From: Vlastimil Babka <vbabka@suse.cz>
To: Minchan Kim <minchan@kernel.org>
Cc: Sergey Senozhatsky <sergey.senozhatsky.work@gmail.com>,
Junil Lee <junil0814.lee@lge.com>,
ngupta@vflare.org, akpm@linux-foundation.org, linux-mm@kvack.org,
linux-kernel@vger.kernel.org
Subject: Re: [PATCH v3] zsmalloc: fix migrate_zspage-zs_free race condition
Date: Mon, 18 Jan 2016 15:10:58 +0100 [thread overview]
Message-ID: <569CF272.3020001@suse.cz> (raw)

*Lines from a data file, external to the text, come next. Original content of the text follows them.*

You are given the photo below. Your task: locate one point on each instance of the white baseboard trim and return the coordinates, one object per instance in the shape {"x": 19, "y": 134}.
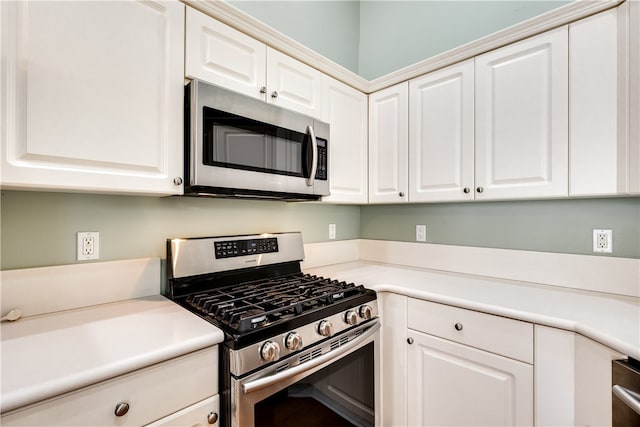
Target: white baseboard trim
{"x": 50, "y": 289}
{"x": 594, "y": 273}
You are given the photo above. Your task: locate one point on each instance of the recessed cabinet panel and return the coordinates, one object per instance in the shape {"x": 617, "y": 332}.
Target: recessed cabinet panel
{"x": 94, "y": 95}
{"x": 388, "y": 144}
{"x": 521, "y": 112}
{"x": 292, "y": 84}
{"x": 346, "y": 110}
{"x": 441, "y": 135}
{"x": 450, "y": 384}
{"x": 223, "y": 56}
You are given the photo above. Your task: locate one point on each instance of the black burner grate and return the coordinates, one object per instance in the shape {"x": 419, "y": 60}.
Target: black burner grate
{"x": 251, "y": 305}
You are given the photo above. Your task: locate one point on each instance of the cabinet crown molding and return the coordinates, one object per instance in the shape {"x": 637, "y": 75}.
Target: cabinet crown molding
{"x": 241, "y": 21}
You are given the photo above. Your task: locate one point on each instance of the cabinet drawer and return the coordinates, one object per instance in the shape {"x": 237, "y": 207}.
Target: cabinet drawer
{"x": 151, "y": 393}
{"x": 199, "y": 415}
{"x": 508, "y": 337}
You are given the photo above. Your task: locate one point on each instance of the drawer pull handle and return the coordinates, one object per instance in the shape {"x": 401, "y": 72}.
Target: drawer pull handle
{"x": 212, "y": 418}
{"x": 121, "y": 409}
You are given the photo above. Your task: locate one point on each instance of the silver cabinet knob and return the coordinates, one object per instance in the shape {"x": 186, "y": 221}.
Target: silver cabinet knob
{"x": 293, "y": 341}
{"x": 350, "y": 317}
{"x": 121, "y": 409}
{"x": 212, "y": 418}
{"x": 366, "y": 312}
{"x": 270, "y": 351}
{"x": 325, "y": 328}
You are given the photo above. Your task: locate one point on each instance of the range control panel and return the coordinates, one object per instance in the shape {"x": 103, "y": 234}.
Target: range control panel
{"x": 234, "y": 248}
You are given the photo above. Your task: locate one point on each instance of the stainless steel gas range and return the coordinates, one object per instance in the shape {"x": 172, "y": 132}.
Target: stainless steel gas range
{"x": 299, "y": 349}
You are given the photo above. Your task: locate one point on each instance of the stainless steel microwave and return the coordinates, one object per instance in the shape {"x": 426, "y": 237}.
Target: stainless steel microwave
{"x": 237, "y": 146}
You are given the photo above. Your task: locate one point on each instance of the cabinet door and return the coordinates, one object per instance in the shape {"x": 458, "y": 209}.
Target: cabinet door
{"x": 293, "y": 85}
{"x": 388, "y": 144}
{"x": 521, "y": 119}
{"x": 92, "y": 96}
{"x": 598, "y": 95}
{"x": 441, "y": 135}
{"x": 345, "y": 109}
{"x": 218, "y": 54}
{"x": 451, "y": 384}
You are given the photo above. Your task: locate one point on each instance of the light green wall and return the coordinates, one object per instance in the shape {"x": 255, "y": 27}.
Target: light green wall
{"x": 395, "y": 34}
{"x": 330, "y": 28}
{"x": 375, "y": 37}
{"x": 39, "y": 229}
{"x": 563, "y": 226}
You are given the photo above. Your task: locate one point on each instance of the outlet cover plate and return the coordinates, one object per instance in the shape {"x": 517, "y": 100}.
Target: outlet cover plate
{"x": 421, "y": 233}
{"x": 88, "y": 245}
{"x": 603, "y": 241}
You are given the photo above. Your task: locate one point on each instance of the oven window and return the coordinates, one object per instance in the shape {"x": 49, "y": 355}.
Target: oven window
{"x": 240, "y": 143}
{"x": 340, "y": 395}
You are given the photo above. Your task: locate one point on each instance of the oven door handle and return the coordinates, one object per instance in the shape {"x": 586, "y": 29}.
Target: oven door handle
{"x": 628, "y": 397}
{"x": 327, "y": 357}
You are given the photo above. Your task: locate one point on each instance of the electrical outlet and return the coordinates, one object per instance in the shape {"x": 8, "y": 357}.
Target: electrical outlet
{"x": 603, "y": 241}
{"x": 332, "y": 231}
{"x": 88, "y": 245}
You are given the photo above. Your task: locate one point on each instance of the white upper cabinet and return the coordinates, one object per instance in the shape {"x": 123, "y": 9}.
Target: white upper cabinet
{"x": 441, "y": 135}
{"x": 92, "y": 96}
{"x": 293, "y": 85}
{"x": 522, "y": 119}
{"x": 221, "y": 55}
{"x": 634, "y": 96}
{"x": 346, "y": 110}
{"x": 598, "y": 99}
{"x": 388, "y": 144}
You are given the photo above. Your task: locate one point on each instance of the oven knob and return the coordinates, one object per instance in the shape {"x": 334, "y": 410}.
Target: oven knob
{"x": 350, "y": 317}
{"x": 293, "y": 341}
{"x": 366, "y": 312}
{"x": 270, "y": 351}
{"x": 325, "y": 328}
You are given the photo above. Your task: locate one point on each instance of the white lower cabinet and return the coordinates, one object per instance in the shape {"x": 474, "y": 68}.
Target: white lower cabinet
{"x": 450, "y": 384}
{"x": 168, "y": 392}
{"x": 462, "y": 368}
{"x": 201, "y": 414}
{"x": 92, "y": 96}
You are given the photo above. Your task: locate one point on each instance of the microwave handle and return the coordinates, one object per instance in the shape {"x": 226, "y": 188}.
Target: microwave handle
{"x": 314, "y": 160}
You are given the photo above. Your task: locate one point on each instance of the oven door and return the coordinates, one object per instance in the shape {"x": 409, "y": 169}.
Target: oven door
{"x": 335, "y": 386}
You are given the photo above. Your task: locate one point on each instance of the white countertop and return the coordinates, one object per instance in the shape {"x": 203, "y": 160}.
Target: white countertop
{"x": 610, "y": 319}
{"x": 50, "y": 354}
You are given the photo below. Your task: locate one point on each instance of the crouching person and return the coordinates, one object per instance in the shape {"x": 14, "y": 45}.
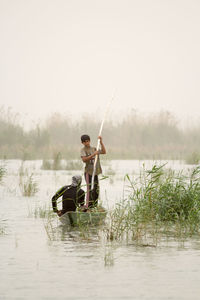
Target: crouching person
{"x": 72, "y": 196}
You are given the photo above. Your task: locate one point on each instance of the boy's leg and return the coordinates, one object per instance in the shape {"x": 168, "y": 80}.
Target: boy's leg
{"x": 95, "y": 192}
{"x": 88, "y": 184}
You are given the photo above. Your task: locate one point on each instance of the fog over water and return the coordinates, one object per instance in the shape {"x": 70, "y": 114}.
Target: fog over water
{"x": 71, "y": 56}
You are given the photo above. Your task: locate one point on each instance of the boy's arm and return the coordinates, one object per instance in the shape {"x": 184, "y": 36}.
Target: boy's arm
{"x": 56, "y": 196}
{"x": 103, "y": 149}
{"x": 87, "y": 158}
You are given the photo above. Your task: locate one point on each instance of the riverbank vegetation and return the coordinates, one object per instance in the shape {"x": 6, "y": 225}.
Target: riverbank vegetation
{"x": 161, "y": 202}
{"x": 134, "y": 137}
{"x": 27, "y": 183}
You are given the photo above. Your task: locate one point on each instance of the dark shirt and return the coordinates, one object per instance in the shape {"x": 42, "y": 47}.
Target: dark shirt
{"x": 71, "y": 198}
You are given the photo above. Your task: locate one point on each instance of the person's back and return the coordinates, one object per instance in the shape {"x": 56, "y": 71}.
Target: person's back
{"x": 72, "y": 196}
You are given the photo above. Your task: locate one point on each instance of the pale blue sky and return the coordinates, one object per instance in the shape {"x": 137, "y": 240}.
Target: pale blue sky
{"x": 70, "y": 56}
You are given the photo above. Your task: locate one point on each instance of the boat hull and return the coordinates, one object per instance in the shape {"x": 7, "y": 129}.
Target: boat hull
{"x": 81, "y": 218}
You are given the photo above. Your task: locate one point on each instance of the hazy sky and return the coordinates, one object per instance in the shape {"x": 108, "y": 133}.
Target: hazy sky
{"x": 71, "y": 55}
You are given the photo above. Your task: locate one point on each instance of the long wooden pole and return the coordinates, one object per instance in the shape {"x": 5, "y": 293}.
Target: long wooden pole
{"x": 98, "y": 144}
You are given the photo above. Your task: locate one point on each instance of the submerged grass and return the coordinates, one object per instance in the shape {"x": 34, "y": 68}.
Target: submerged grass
{"x": 27, "y": 183}
{"x": 161, "y": 202}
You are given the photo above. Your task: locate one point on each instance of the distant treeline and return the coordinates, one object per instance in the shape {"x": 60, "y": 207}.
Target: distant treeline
{"x": 135, "y": 137}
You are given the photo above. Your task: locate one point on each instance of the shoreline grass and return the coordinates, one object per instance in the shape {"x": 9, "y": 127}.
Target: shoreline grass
{"x": 160, "y": 201}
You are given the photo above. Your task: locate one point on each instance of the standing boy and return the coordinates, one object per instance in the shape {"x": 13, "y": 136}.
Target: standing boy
{"x": 88, "y": 154}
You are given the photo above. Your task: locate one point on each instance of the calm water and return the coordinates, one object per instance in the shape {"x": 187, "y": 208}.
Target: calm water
{"x": 71, "y": 267}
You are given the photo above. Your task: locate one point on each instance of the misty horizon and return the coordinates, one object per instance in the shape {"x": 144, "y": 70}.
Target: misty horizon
{"x": 71, "y": 56}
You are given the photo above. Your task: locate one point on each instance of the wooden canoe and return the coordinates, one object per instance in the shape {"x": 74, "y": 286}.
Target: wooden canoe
{"x": 83, "y": 218}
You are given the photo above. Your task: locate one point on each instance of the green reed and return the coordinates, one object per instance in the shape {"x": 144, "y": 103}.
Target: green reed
{"x": 160, "y": 201}
{"x": 193, "y": 158}
{"x": 27, "y": 183}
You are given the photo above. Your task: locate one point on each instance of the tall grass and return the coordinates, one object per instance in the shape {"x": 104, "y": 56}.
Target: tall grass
{"x": 27, "y": 183}
{"x": 159, "y": 200}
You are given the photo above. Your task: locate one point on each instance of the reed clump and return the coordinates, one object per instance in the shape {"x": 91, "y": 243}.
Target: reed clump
{"x": 27, "y": 183}
{"x": 160, "y": 201}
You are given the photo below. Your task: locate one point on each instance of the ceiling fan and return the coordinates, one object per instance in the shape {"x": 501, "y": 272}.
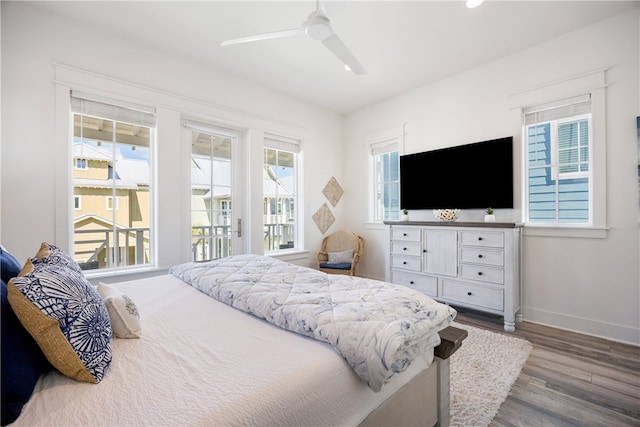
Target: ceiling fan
{"x": 318, "y": 27}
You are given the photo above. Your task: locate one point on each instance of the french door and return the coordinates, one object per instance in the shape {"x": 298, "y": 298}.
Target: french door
{"x": 216, "y": 191}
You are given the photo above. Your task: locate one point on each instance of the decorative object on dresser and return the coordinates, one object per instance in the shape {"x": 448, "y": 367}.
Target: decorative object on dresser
{"x": 446, "y": 214}
{"x": 489, "y": 217}
{"x": 469, "y": 264}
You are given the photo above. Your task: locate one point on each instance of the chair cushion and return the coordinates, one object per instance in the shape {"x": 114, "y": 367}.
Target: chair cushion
{"x": 343, "y": 257}
{"x": 340, "y": 266}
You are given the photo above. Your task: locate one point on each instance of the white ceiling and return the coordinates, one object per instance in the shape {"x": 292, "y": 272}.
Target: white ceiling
{"x": 403, "y": 45}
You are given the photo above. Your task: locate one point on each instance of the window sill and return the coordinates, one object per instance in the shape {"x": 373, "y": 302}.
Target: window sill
{"x": 584, "y": 232}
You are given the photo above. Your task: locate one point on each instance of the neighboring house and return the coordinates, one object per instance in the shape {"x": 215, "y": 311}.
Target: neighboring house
{"x": 110, "y": 193}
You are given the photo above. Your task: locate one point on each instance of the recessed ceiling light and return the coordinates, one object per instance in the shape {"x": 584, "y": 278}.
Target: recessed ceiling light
{"x": 474, "y": 3}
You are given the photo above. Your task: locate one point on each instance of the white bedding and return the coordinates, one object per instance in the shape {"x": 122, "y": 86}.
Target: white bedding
{"x": 378, "y": 327}
{"x": 200, "y": 362}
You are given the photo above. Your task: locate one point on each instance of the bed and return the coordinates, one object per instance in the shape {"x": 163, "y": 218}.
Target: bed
{"x": 198, "y": 359}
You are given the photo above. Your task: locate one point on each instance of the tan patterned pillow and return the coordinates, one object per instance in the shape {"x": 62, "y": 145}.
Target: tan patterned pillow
{"x": 66, "y": 317}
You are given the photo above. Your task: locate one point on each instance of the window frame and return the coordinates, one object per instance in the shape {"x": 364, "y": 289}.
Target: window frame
{"x": 120, "y": 113}
{"x": 382, "y": 183}
{"x": 591, "y": 82}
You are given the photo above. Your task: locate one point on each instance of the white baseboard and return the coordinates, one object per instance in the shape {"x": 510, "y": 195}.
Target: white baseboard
{"x": 597, "y": 328}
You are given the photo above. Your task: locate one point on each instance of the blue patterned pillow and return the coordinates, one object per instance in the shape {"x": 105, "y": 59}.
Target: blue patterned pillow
{"x": 66, "y": 317}
{"x": 22, "y": 361}
{"x": 9, "y": 265}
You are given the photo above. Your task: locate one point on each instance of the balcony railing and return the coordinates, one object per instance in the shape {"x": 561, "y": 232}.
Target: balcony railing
{"x": 107, "y": 248}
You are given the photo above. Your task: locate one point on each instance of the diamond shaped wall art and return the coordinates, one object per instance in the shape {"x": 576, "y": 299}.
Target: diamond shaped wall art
{"x": 333, "y": 191}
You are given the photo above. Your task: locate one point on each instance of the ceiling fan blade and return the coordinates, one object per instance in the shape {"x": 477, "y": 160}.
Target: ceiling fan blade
{"x": 339, "y": 49}
{"x": 265, "y": 36}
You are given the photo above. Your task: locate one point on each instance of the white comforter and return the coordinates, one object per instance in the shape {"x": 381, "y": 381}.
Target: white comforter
{"x": 378, "y": 328}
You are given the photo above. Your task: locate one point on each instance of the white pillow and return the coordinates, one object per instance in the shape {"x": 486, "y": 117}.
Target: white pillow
{"x": 123, "y": 313}
{"x": 340, "y": 257}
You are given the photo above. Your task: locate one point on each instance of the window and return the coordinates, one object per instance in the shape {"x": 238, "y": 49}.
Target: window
{"x": 385, "y": 160}
{"x": 81, "y": 164}
{"x": 112, "y": 146}
{"x": 558, "y": 137}
{"x": 111, "y": 204}
{"x": 279, "y": 192}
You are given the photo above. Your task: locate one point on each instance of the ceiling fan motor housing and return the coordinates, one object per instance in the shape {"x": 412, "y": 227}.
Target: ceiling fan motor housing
{"x": 318, "y": 27}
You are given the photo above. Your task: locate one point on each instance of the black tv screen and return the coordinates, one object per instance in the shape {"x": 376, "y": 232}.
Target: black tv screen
{"x": 471, "y": 176}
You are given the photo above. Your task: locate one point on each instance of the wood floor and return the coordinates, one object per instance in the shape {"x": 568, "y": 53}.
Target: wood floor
{"x": 569, "y": 379}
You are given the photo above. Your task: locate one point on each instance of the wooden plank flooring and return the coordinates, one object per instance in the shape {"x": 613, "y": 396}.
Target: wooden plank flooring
{"x": 570, "y": 379}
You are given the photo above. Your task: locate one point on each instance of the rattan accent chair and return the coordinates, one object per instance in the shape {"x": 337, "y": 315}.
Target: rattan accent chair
{"x": 340, "y": 253}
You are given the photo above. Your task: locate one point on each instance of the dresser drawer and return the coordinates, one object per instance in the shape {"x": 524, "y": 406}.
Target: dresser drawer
{"x": 406, "y": 262}
{"x": 482, "y": 273}
{"x": 406, "y": 248}
{"x": 489, "y": 239}
{"x": 469, "y": 293}
{"x": 411, "y": 234}
{"x": 426, "y": 284}
{"x": 482, "y": 256}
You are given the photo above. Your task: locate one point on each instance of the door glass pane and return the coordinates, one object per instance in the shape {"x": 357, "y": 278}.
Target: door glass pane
{"x": 211, "y": 204}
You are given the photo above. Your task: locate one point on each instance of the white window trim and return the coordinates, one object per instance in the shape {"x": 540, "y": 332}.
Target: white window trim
{"x": 593, "y": 82}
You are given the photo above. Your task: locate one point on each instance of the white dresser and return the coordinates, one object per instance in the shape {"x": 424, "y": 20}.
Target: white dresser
{"x": 468, "y": 264}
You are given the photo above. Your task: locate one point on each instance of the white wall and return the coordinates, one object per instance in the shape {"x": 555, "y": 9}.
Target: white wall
{"x": 34, "y": 41}
{"x": 589, "y": 285}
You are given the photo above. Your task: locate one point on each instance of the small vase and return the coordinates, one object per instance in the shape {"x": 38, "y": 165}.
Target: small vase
{"x": 490, "y": 218}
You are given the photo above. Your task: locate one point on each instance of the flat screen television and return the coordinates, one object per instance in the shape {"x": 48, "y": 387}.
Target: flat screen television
{"x": 471, "y": 176}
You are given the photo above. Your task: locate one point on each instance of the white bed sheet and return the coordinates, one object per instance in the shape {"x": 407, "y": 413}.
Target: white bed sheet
{"x": 200, "y": 362}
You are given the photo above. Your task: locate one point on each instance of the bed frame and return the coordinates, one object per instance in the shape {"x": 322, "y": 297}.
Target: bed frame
{"x": 424, "y": 401}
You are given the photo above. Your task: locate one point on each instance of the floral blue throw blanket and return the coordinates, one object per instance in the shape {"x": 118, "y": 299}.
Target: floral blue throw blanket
{"x": 379, "y": 328}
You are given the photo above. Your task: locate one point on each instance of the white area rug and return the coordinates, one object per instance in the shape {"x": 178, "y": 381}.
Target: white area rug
{"x": 482, "y": 373}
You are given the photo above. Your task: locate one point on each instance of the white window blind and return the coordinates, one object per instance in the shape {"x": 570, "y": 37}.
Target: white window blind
{"x": 282, "y": 143}
{"x": 384, "y": 147}
{"x": 119, "y": 111}
{"x": 557, "y": 110}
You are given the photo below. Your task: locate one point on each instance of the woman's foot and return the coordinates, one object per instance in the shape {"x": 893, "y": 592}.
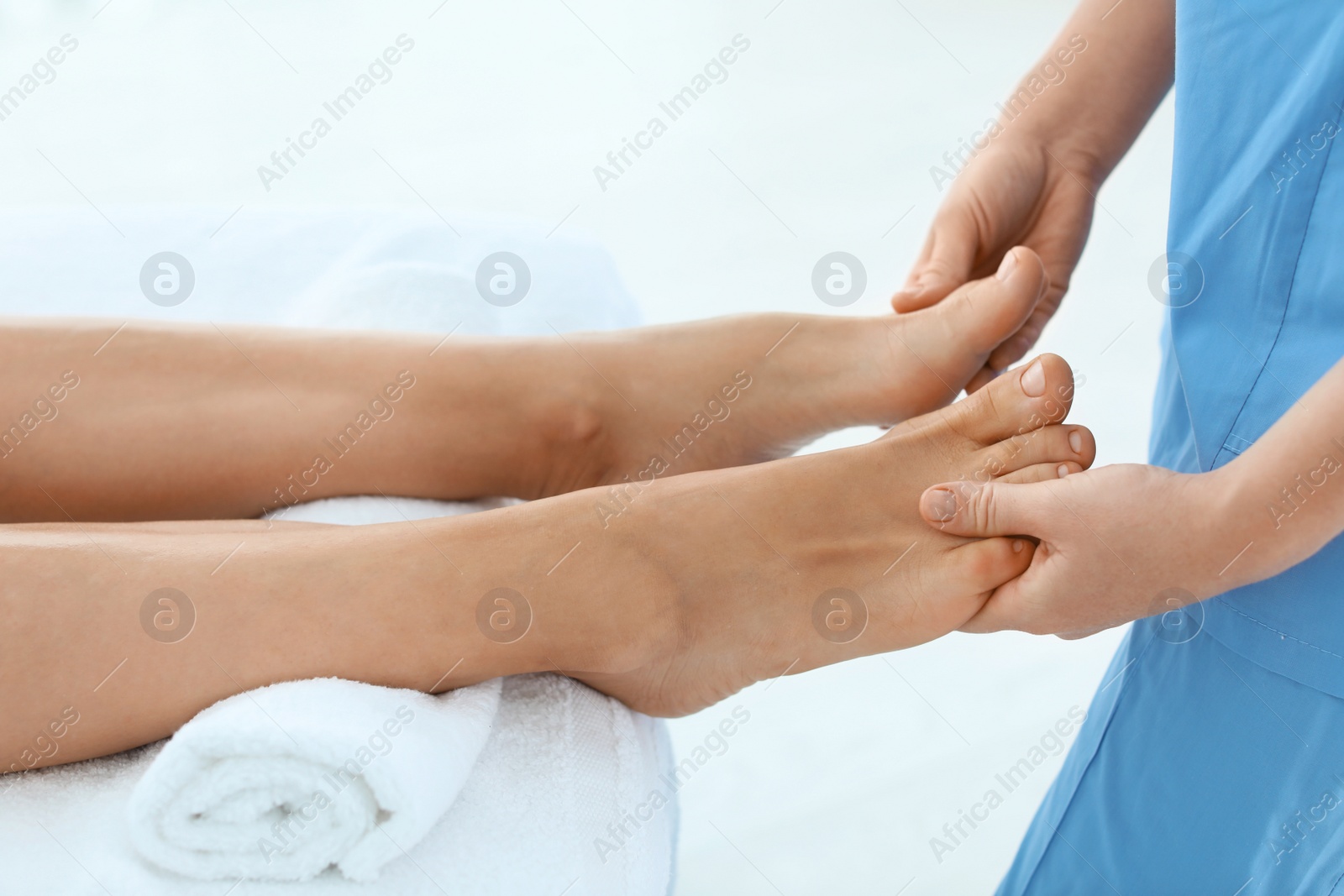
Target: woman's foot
{"x": 732, "y": 391}
{"x": 710, "y": 582}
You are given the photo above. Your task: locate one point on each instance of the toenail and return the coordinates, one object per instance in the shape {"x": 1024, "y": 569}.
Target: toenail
{"x": 942, "y": 506}
{"x": 1034, "y": 380}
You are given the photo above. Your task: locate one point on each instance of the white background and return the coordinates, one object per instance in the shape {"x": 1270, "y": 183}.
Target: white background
{"x": 820, "y": 140}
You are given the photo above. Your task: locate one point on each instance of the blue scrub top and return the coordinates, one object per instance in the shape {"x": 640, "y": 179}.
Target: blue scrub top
{"x": 1256, "y": 244}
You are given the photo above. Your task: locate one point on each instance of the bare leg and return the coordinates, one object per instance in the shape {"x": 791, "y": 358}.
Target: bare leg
{"x": 152, "y": 422}
{"x": 705, "y": 584}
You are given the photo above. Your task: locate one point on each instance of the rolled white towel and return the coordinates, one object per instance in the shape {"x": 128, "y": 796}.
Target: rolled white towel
{"x": 282, "y": 782}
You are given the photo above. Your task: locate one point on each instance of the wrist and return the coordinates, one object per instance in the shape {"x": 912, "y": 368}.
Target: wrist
{"x": 1234, "y": 504}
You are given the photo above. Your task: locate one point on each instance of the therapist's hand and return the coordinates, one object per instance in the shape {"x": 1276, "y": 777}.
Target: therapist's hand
{"x": 1016, "y": 192}
{"x": 1034, "y": 183}
{"x": 1116, "y": 544}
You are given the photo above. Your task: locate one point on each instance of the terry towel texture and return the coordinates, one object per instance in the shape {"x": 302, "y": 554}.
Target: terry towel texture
{"x": 281, "y": 782}
{"x": 561, "y": 768}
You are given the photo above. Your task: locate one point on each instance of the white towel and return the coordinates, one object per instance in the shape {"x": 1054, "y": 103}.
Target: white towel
{"x": 281, "y": 782}
{"x": 566, "y": 773}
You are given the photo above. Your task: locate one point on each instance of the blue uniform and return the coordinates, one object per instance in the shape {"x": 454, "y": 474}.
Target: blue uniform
{"x": 1213, "y": 758}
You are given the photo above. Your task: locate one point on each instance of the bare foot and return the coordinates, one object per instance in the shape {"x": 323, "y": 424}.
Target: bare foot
{"x": 726, "y": 578}
{"x": 741, "y": 390}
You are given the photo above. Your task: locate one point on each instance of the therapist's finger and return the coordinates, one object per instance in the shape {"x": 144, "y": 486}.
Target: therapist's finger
{"x": 987, "y": 510}
{"x": 944, "y": 264}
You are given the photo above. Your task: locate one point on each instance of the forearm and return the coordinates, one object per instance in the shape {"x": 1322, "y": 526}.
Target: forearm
{"x": 1093, "y": 107}
{"x": 1284, "y": 499}
{"x": 393, "y": 605}
{"x": 151, "y": 421}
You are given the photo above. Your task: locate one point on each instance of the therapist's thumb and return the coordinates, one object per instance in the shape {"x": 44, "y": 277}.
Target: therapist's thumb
{"x": 984, "y": 510}
{"x": 944, "y": 264}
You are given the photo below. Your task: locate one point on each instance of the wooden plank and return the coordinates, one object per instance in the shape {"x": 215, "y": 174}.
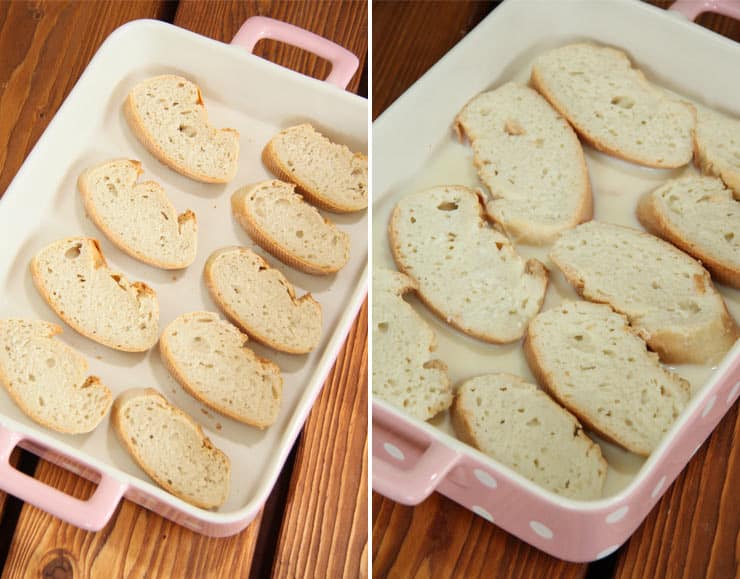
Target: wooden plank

In-Reply-To: <20160118140955.GB20244@bbox>
On 01/18/2016 03:09 PM, Minchan Kim wrote:
>
> True.
> Let's go with this. I hope it's the last.
> Thanks, guys.
>
> From 389bbcbad9aba7d86a575b8c6ea3b8985cc801ea Mon Sep 17 00:00:00 2001
> From: Junil Lee <junil0814.lee@lge.com>
> Date: Mon, 18 Jan 2016 23:01:29 +0900
> Subject: [PATCH v5] zsmalloc: fix migrate_zspage-zs_free race condition
>
> record_obj() in migrate_zspage() does not preserve handle's
> HANDLE_PIN_BIT, set by find_aloced_obj()->trypin_tag(), and implicitly
> (accidentally) un-pins the handle, while migrate_zspage() still performs
> an explicit unpin_tag() on the that handle.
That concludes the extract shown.